Ocurrió una mañana, temprano. La batería recibió la orden de cambiar de posición. Debía seguir el avance de la Infantería. El teniente Von Breckendorf montaba aún el mismo caballo tordo. Sacó el sable de la funda, lo agitó sobre su cabeza y, en pie sobre los estribos, gritó a sus hombres, corpulentos y forzudos campesinos de las llanuras sajonas:

– ¡Batería, adelante, al galope!

Los conductores fustigaban los caballos, mientras que los artilleros se aferraban al avantrén.

El teniente estaba radiante. Le encantaba aquello. Ya sólo le faltaba aplastar a unos cuantos rusos. Con preferencia, rusos desarmados.

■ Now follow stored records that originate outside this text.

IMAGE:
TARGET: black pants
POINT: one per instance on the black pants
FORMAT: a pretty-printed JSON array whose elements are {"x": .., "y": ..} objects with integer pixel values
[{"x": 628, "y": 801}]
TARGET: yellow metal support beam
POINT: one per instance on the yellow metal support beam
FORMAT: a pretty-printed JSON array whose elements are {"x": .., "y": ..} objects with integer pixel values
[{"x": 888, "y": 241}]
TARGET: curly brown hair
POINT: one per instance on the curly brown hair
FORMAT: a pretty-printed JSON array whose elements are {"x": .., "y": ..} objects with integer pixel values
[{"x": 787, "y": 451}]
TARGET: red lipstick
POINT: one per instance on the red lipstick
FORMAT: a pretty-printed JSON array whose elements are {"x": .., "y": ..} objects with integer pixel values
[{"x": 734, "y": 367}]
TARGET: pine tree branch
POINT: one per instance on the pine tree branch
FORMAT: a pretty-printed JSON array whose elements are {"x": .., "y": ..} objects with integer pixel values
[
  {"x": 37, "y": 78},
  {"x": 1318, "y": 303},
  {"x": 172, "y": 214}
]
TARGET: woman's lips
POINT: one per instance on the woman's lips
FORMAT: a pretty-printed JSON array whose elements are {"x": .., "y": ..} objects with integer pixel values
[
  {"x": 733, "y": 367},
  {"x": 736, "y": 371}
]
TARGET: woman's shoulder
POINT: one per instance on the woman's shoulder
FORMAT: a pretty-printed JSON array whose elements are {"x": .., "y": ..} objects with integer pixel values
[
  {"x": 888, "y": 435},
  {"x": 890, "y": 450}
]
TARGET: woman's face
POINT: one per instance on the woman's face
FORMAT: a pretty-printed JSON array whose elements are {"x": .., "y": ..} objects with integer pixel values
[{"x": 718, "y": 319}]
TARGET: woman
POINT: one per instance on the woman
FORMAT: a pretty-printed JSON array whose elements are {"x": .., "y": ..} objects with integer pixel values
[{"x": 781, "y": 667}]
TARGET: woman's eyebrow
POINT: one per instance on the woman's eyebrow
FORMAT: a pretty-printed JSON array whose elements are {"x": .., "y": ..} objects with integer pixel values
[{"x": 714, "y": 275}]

Cayó exactamente como su padre, que había sido capitán de Caballería en el 2.° Regimiento de Húsares y había muerto en septiembre de 1918, en el curso de una acción de Caballería, en Signy-l’Abbaye. También él montaba un caballo tordo, a la cabeza de su escuadrón. Todos los varones de la familia Von Breckendorf eran oficiales de Caballería. Naturalmente, húsares en tiempos del emperador. Pero, desdichadamente, el teniente Ulrich Graf von Breckendorf había sido adscrito a la Artillería, en el 22.° Regimiento. Allí consiguió una fama halagadora gracias a sus hazañas ecuestres. Pero la tradición militar quería que muriese a lomos de un caballo tordo. Aún vivió dos horas y media después de haber sido herido, y comprobó, sorprendido, que morir era infinitamente desagradable. Dejaba un hijo de tres años, a quien se educaba según las tradiciones familiares. Le estaba prohibido llorar a su padre. Cada domingo le llevaban a la iglesia, vestido con el uniforme azul de los húsares, y era saludado respetuosamente por todos los habitantes del poblado, que consideraban a la familia del conde como la representante de Dios en el pueblo. Llamaban al niño «señor conde». El pobre pequeño sudaba como un cerdo asado bajo el casquete de pelo y el uniforme bordeado de pieles, el uniforme de gala de los húsares.